For two years running now, we’ve done this series in the months immediately following the end of the season. It’s back. We’re scoring Nebraska’s position groups on a 10-point scale based on where things stand right now, before spring ball, relative to the various other groups. Each day will bring about a different room, but they will all be scored the same way. The three heaviest influencers on the scores: 2020 play, returning production, and incoming talent.
Up next. . .
Returning: Blaise Gunnerson (2Y FR), Jimari Butler (2Y FR), Garrett Nelson (3Y SO), Niko Cooper (4Y SO), David Alston (4Y SO), Pheldarius Payne (4Y JR), Caleb Tannor (4Y JR), Damian Jackson (5Y JR), JoJo Domann (6Y SR)

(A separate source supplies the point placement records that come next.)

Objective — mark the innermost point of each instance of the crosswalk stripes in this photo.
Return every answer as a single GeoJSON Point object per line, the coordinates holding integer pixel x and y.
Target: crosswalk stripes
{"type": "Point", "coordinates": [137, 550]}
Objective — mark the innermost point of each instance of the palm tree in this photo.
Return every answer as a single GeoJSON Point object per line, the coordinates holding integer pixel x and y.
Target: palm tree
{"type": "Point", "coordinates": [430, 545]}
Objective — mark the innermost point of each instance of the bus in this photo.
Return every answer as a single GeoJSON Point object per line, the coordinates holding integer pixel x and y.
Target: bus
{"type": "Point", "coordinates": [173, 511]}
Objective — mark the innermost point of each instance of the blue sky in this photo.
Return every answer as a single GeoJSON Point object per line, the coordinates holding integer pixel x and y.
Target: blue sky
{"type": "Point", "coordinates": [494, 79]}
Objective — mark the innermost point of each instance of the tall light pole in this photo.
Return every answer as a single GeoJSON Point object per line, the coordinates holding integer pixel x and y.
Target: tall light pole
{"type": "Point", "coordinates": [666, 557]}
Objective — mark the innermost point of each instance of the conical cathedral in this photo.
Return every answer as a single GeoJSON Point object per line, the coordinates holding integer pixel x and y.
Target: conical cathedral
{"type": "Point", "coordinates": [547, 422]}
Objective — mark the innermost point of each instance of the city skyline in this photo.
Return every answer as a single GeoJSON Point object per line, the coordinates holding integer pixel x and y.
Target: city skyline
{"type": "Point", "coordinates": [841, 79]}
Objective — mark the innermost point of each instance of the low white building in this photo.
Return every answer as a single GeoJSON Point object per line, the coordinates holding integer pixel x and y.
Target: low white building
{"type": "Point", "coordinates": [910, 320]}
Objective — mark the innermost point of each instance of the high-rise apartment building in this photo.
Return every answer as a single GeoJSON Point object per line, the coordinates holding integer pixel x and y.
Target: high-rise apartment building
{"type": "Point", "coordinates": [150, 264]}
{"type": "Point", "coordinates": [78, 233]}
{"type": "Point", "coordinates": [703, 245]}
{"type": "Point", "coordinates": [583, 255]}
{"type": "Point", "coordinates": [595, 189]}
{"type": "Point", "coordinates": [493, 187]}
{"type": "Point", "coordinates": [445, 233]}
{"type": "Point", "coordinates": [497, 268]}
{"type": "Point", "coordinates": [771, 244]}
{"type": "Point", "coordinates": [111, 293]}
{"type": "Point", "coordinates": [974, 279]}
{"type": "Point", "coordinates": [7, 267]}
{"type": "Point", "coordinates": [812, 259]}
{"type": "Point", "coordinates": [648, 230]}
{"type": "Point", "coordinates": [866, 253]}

Incoming (maybe): Randolph Kpai (FR), Seth Malcom (FR), Mikai Gbayor (FR)
Returning production: 100% of everything
Locally, he’s viewed as one of the most (if not the most) important playmakers to the defense, and his return to the team in 2021 represented a significant win for defensive coordinator Erik Chinander but also a glowing endorsement of the progress the defense has made and continues to make.
Nebraska returns more production on defense than just about any other FBS team in the country, and getting back the leading snap-getter and tackler plays a key role in that.
JoJo Domann is probably one of the two or three most important Blackshirts heading into the 2021 season.
A year ago, in scoring the linebackers, I wrote he’d be a wildcard in 2020. Bold enough to create big plays from nothing, but questions stuck out regarding his availability for a full year. The best ability sometimes is just availability, and Domann had struggled to get through a calendar year without something cropping up.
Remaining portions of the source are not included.